Dr. Scott Kim, médico e bioeticista do Instituto Nacional de Saúde de Washington, disse que o verdadeiro problema é a natureza permissiva da lei canadense. Embora as sondagens mostrassem um amplo apoio à expansão do acesso à morte assistida, ele questionou se a maioria dos canadianos compreende o que é permitido, dizendo que era “confuso” que as autoridades não tivessem anteriormente considerado estas questões.
O painel de especialistas fez inúmeras recomendações, incluindo a nomeação de representantes dos pacientes para apoiar as pessoas que consideram a eutanásia e o fornecimento de mais orientações aos médicos e enfermeiros que avaliam os pedidos de pacientes terminais.

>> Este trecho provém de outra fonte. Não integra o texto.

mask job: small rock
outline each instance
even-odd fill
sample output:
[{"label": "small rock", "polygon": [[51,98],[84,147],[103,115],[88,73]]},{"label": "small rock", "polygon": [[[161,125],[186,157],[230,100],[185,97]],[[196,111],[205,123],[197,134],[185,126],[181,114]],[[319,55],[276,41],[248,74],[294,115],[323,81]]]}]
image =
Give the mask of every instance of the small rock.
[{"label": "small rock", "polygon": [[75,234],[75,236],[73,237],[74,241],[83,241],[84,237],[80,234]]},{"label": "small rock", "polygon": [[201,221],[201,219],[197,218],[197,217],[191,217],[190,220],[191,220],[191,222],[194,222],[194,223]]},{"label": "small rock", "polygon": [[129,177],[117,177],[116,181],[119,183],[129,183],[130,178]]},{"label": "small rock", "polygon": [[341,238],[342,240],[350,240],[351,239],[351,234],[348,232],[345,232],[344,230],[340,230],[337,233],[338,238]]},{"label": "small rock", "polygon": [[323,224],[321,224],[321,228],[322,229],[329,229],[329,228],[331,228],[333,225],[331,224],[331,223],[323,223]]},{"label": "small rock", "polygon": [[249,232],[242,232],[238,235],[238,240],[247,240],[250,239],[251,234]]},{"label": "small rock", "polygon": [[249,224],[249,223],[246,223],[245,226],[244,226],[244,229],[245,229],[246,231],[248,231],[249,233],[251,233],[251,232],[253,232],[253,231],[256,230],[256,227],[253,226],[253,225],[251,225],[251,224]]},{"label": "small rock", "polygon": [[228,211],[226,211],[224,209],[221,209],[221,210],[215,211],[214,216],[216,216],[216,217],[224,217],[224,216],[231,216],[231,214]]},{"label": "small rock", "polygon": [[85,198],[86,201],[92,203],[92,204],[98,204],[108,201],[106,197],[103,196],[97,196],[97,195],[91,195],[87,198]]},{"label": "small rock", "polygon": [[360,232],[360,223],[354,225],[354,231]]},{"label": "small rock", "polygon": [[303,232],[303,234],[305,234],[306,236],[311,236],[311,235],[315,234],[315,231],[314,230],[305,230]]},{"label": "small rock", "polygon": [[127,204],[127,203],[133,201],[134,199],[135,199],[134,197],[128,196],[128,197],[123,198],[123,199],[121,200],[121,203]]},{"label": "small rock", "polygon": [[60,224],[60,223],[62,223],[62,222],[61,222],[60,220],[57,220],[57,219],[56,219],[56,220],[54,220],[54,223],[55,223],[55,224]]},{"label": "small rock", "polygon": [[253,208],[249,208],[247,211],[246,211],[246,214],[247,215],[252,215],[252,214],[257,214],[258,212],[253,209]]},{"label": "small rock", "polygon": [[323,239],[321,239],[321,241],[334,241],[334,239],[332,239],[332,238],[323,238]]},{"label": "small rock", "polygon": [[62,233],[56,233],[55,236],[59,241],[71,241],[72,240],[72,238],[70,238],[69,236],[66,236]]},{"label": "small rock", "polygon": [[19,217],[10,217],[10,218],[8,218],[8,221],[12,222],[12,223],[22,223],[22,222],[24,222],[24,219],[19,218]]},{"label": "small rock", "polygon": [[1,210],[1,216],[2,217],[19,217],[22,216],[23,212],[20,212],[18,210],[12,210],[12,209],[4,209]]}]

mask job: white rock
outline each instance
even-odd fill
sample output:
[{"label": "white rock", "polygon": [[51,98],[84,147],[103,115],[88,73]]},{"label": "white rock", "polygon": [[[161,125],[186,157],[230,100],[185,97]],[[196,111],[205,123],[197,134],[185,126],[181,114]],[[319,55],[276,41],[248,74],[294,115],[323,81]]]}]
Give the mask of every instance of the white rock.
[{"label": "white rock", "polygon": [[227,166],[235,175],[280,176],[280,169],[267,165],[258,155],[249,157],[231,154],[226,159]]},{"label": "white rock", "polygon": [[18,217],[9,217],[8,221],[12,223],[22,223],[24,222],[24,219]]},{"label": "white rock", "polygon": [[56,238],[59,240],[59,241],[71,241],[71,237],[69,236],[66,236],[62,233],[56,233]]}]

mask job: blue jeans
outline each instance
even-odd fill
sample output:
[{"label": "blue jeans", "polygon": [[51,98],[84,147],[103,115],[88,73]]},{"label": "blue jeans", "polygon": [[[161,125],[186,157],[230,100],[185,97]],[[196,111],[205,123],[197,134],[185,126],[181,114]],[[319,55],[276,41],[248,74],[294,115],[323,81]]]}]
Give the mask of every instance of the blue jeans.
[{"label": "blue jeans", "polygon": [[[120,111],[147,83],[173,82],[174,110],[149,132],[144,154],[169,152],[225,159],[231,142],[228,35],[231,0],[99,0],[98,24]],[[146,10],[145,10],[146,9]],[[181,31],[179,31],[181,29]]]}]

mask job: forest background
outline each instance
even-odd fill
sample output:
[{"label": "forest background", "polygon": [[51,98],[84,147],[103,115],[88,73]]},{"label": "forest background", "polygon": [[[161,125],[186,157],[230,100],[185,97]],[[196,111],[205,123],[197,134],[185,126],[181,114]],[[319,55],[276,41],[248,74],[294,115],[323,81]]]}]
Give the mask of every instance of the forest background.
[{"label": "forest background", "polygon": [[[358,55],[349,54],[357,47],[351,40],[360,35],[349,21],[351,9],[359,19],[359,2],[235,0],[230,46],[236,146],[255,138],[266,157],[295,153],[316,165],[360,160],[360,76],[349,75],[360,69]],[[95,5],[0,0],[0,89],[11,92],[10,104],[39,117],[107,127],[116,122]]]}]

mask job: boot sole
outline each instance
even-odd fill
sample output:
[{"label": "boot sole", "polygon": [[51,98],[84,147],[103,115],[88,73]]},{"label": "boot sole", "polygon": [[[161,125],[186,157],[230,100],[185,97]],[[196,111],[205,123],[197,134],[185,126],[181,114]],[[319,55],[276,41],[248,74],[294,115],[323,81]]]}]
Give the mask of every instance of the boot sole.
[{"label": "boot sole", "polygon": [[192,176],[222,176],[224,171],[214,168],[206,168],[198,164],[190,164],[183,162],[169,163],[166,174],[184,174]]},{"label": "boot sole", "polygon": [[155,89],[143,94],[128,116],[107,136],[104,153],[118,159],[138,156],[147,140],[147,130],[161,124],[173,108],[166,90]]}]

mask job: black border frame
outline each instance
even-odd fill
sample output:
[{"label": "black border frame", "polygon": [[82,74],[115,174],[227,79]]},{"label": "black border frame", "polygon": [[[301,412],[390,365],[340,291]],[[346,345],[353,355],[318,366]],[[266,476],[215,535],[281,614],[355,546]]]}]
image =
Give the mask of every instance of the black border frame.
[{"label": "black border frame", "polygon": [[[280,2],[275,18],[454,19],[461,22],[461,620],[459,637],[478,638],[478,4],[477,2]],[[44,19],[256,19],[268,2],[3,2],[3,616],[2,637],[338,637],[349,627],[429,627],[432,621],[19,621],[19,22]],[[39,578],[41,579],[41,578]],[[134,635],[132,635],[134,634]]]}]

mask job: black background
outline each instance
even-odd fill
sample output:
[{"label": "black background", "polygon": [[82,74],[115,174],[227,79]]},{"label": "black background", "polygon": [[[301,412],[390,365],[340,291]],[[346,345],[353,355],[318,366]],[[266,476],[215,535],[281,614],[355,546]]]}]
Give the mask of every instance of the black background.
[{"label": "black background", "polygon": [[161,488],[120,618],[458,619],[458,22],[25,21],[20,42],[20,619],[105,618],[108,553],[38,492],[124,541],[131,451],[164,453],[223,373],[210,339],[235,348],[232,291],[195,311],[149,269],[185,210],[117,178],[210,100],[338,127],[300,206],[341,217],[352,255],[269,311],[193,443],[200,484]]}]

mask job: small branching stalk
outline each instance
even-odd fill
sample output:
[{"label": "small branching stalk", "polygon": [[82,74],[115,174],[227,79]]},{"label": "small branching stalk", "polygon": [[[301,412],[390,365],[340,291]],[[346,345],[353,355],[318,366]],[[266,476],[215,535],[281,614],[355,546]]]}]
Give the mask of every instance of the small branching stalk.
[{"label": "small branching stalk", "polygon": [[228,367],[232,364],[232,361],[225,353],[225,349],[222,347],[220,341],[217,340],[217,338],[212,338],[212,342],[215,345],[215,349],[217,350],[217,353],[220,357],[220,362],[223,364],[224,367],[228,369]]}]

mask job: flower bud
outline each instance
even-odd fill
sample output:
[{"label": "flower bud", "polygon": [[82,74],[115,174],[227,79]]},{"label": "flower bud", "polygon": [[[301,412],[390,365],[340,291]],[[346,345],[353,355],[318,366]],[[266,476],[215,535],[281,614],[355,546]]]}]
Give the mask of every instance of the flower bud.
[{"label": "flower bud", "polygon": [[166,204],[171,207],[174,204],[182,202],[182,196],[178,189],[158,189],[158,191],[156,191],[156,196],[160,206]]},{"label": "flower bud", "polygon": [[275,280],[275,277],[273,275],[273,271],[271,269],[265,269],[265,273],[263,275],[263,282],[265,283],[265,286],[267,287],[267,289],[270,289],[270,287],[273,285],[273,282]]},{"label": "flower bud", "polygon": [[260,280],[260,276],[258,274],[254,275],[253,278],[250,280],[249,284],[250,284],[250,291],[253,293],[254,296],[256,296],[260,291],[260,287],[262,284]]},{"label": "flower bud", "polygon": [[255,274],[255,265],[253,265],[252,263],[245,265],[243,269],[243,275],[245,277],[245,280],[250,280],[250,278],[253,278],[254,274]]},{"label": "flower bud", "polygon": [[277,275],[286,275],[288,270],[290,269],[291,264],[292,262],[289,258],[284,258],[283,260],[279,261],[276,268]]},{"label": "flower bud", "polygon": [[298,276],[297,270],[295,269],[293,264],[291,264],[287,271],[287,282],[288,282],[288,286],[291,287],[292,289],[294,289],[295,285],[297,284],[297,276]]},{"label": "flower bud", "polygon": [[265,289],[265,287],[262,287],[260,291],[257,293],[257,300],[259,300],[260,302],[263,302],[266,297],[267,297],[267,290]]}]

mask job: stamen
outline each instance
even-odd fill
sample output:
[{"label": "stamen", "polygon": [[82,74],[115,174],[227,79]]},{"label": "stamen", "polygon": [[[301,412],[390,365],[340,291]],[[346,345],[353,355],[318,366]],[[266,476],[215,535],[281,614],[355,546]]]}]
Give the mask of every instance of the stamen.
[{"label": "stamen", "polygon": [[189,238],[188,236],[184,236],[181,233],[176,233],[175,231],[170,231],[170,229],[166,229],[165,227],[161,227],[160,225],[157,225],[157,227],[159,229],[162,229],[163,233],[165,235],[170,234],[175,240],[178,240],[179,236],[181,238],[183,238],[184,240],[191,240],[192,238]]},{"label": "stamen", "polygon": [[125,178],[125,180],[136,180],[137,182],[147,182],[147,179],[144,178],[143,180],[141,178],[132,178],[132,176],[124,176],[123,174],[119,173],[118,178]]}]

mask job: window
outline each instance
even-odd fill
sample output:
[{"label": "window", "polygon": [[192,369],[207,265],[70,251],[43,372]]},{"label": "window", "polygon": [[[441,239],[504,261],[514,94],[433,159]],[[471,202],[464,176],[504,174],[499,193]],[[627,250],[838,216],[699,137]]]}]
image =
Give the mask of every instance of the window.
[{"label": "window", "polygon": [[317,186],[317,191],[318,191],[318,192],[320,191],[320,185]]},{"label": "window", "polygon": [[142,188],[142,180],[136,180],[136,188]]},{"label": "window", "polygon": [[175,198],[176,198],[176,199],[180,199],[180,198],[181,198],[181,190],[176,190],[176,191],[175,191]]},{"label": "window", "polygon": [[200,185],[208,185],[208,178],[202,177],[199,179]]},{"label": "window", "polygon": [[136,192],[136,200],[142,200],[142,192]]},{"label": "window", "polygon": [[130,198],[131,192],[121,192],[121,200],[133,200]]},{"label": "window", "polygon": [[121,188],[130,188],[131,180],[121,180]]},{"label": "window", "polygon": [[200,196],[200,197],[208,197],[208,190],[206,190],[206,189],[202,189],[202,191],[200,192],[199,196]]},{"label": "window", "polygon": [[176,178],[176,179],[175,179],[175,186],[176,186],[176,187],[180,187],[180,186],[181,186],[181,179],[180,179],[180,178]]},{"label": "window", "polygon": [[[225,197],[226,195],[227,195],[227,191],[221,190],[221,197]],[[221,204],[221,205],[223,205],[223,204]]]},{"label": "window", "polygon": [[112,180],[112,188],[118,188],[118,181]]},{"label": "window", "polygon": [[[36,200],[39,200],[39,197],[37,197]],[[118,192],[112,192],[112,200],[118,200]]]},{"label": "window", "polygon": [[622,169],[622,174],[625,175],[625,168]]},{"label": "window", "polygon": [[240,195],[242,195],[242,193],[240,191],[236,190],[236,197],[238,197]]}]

O comité concluiu que as salvaguardas legais provavelmente não foram cumpridas em quase 2% dos casos. No entanto, nem médicos nem enfermeiros foram alguma vez processados, dizem os especialistas.
Trudo Lemmens, professor de direito e política de saúde na Universidade de Toronto, disse que as associações médicas profissionais e as autoridades legais no Canadá parecem “relutantes em restringir práticas que pareçam eticamente problemáticas”.
“Ou a lei é muito ampla ou o aconselhamento profissional não é suficientemente preciso”, disse Lemmens. “Ou simplesmente não é visto como uma prioridade proteger alguns dos nossos cidadãos mais vulneráveis.”
Até à data, Ontário é a única província ou território do Canadá a publicar resumos de casos que podem indicar problemas na autorização da eutanásia.
A investigação da AP também encontrou dados que sugerem que um número significativo de pessoas sacrificadas em Ontário, quando não morreram, vivia nas áreas mais pobres e desfavorecidas da província. Na quarta-feira, o legista de Ontário também fez o anúncio, mostrando que as pessoas que pediram para serem mortas tinham maior probabilidade de necessitar de serviços para deficientes e de ficarem socialmente isoladas.
___
O Departamento de Saúde e Ciência da Associated Press recebe apoio do Grupo de Mídia Científica e Educacional do Howard Hughes Medical Institute. A AP é a única responsável por todo o conteúdo.
___
Uma versão anterior desta história escreveu incorretamente o nome de um médico do painel de especialistas. O nome dela é Dra. Ramona Coelho.